My return trip through this stretch of rock taught me something valuable about 'Rocksylvania'. Once I've done the trail one way, I sometimes let my mind wander on the way back. And voila! The trail goes faster, not just mentally but physically. I put my feet on auto-pilot and they negotiate the rocks more efficiently. It's letting the millions of years of evolutionary honing of the 'animal' instinct in us take over - the barefoot hunter-gatherer- and not allowing our human hyper-active frontal lobes to override that much deeper and more finely-tuned 'operating system'. Eyes to feet. No conscious thought required. Try it ... it really works.

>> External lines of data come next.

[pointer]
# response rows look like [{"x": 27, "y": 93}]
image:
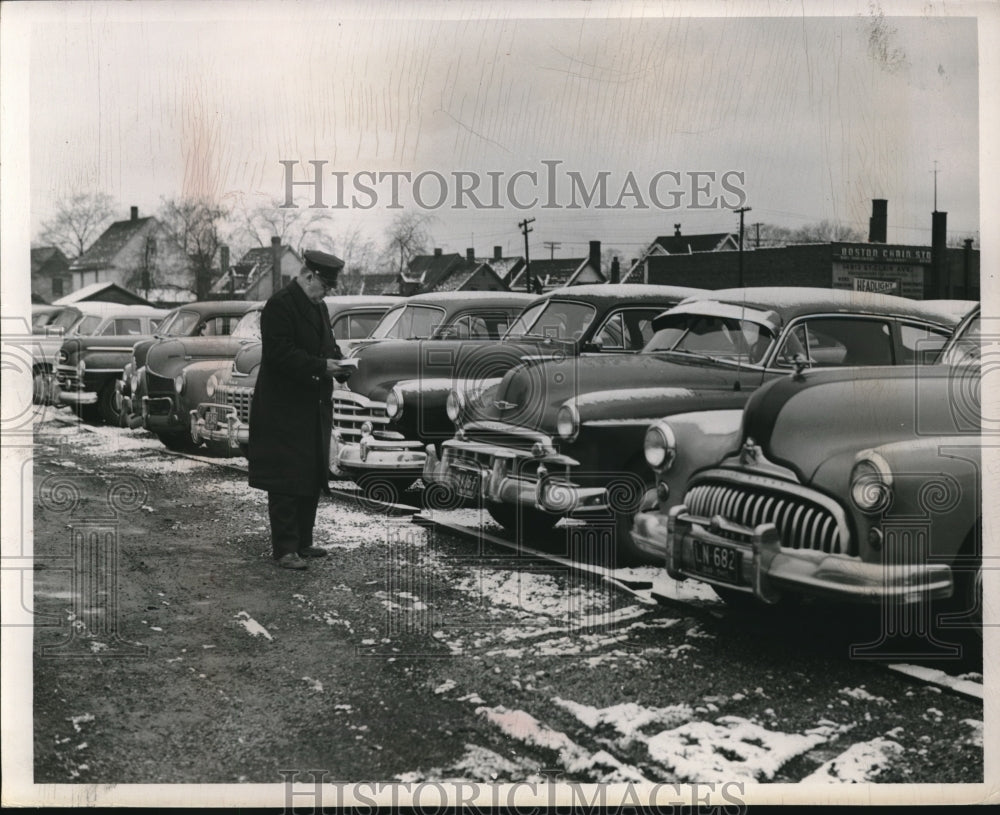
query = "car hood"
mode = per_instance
[
  {"x": 383, "y": 364},
  {"x": 168, "y": 356},
  {"x": 858, "y": 408},
  {"x": 531, "y": 395}
]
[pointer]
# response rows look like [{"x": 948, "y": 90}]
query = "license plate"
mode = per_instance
[
  {"x": 467, "y": 483},
  {"x": 721, "y": 562}
]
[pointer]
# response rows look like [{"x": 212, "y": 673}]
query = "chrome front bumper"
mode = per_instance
[
  {"x": 385, "y": 457},
  {"x": 766, "y": 569},
  {"x": 218, "y": 423}
]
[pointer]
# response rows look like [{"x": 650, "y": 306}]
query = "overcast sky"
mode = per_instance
[{"x": 819, "y": 115}]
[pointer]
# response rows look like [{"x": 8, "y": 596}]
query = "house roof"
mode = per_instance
[
  {"x": 105, "y": 249},
  {"x": 551, "y": 273},
  {"x": 458, "y": 276},
  {"x": 107, "y": 291},
  {"x": 40, "y": 255},
  {"x": 687, "y": 244}
]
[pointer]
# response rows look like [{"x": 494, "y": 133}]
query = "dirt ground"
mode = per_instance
[{"x": 170, "y": 649}]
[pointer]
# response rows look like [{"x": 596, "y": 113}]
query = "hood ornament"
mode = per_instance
[{"x": 749, "y": 453}]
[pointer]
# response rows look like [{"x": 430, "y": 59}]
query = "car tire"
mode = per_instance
[
  {"x": 531, "y": 520},
  {"x": 106, "y": 407},
  {"x": 179, "y": 442}
]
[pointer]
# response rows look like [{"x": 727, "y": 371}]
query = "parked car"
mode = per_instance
[
  {"x": 49, "y": 329},
  {"x": 171, "y": 371},
  {"x": 565, "y": 438},
  {"x": 679, "y": 445},
  {"x": 203, "y": 320},
  {"x": 396, "y": 402},
  {"x": 223, "y": 416},
  {"x": 91, "y": 357},
  {"x": 879, "y": 501}
]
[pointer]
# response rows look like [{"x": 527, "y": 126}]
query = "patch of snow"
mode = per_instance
[
  {"x": 862, "y": 695},
  {"x": 253, "y": 627},
  {"x": 858, "y": 764},
  {"x": 524, "y": 727},
  {"x": 732, "y": 748},
  {"x": 629, "y": 717},
  {"x": 938, "y": 677}
]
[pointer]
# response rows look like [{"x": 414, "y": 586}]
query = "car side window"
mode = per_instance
[
  {"x": 612, "y": 334},
  {"x": 920, "y": 343},
  {"x": 836, "y": 341}
]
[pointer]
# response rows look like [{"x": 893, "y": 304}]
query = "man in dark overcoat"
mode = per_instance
[{"x": 291, "y": 414}]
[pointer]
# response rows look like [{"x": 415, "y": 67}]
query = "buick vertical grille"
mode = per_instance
[
  {"x": 350, "y": 413},
  {"x": 801, "y": 523},
  {"x": 237, "y": 397}
]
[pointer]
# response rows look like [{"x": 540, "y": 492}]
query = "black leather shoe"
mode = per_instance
[{"x": 292, "y": 561}]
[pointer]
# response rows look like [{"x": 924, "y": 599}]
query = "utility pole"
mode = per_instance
[
  {"x": 741, "y": 211},
  {"x": 527, "y": 263}
]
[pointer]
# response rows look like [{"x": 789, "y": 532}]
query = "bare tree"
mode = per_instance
[
  {"x": 407, "y": 235},
  {"x": 194, "y": 224},
  {"x": 78, "y": 221},
  {"x": 296, "y": 227}
]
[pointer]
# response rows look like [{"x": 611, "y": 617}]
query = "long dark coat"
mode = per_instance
[{"x": 291, "y": 415}]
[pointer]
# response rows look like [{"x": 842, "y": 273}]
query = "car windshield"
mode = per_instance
[
  {"x": 722, "y": 338},
  {"x": 87, "y": 325},
  {"x": 179, "y": 324},
  {"x": 64, "y": 320},
  {"x": 409, "y": 322},
  {"x": 966, "y": 348},
  {"x": 556, "y": 319},
  {"x": 248, "y": 328}
]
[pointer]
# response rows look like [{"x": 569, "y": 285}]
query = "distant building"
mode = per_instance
[
  {"x": 451, "y": 272},
  {"x": 138, "y": 254},
  {"x": 678, "y": 244},
  {"x": 919, "y": 272},
  {"x": 102, "y": 293},
  {"x": 50, "y": 275},
  {"x": 555, "y": 273},
  {"x": 252, "y": 277}
]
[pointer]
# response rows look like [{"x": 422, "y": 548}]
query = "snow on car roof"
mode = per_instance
[
  {"x": 623, "y": 291},
  {"x": 499, "y": 298},
  {"x": 791, "y": 301}
]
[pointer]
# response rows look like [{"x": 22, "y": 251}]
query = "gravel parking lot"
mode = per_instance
[{"x": 175, "y": 652}]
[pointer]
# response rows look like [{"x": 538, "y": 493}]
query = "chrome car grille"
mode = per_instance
[
  {"x": 801, "y": 523},
  {"x": 238, "y": 397},
  {"x": 350, "y": 414}
]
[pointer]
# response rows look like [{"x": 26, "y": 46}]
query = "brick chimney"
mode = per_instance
[
  {"x": 936, "y": 283},
  {"x": 595, "y": 255},
  {"x": 275, "y": 263},
  {"x": 877, "y": 224}
]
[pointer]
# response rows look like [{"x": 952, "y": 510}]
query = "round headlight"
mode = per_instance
[
  {"x": 454, "y": 405},
  {"x": 568, "y": 421},
  {"x": 660, "y": 446},
  {"x": 871, "y": 482},
  {"x": 394, "y": 404}
]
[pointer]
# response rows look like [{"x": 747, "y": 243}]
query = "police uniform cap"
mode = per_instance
[{"x": 323, "y": 265}]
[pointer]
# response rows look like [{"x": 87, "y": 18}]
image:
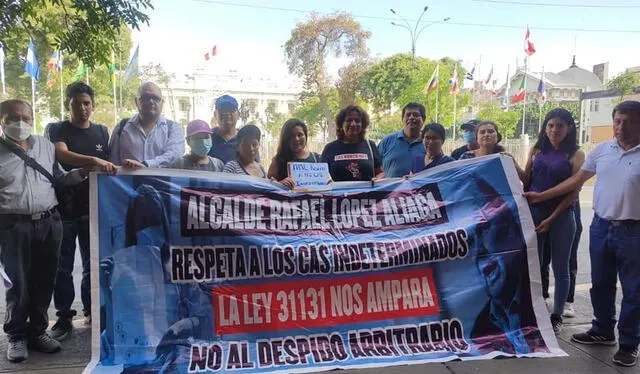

Now ... about the north side. The climb up is steeper and on much more neglected trail, with old stone water-bars no longer functioning, and erosion out of control. You get up top and the trail wanders through scrubby woods with lots and lots of invasive Japanese Barberry and even more invasive Japanese stiltgrass. The trees are forlorn, morose, stunted, none very large, as this land has not been left to go wild for more than a few decades and looks to have been abused before that. The ridge widens out so that there is no chance of any views; and the trail just goes on and on through this (to my sensibilities) monotonous ugliness. The prettiest scene I could extract from all this was this 'Fangorn Forest'-like stand of twisted Sassafras growing out of the Barberry thickets:
My internet friend Dave Cullen asked me to photograph campsites through this section as a favor to him and his hiking friends who are considering doing this section on up to Fox Gap. I photographed 8 campsites today, and they appear on the Every Trail site. Based on those, you do not need to accept my judgement regarding this stretch of trail. Yes, it's all woods and wilderness. Perhaps that's more the point for many of you. I'm just "telling it like I see it". And remember - "It's Wind's illusions I recall. I really don't know Wind ... at all."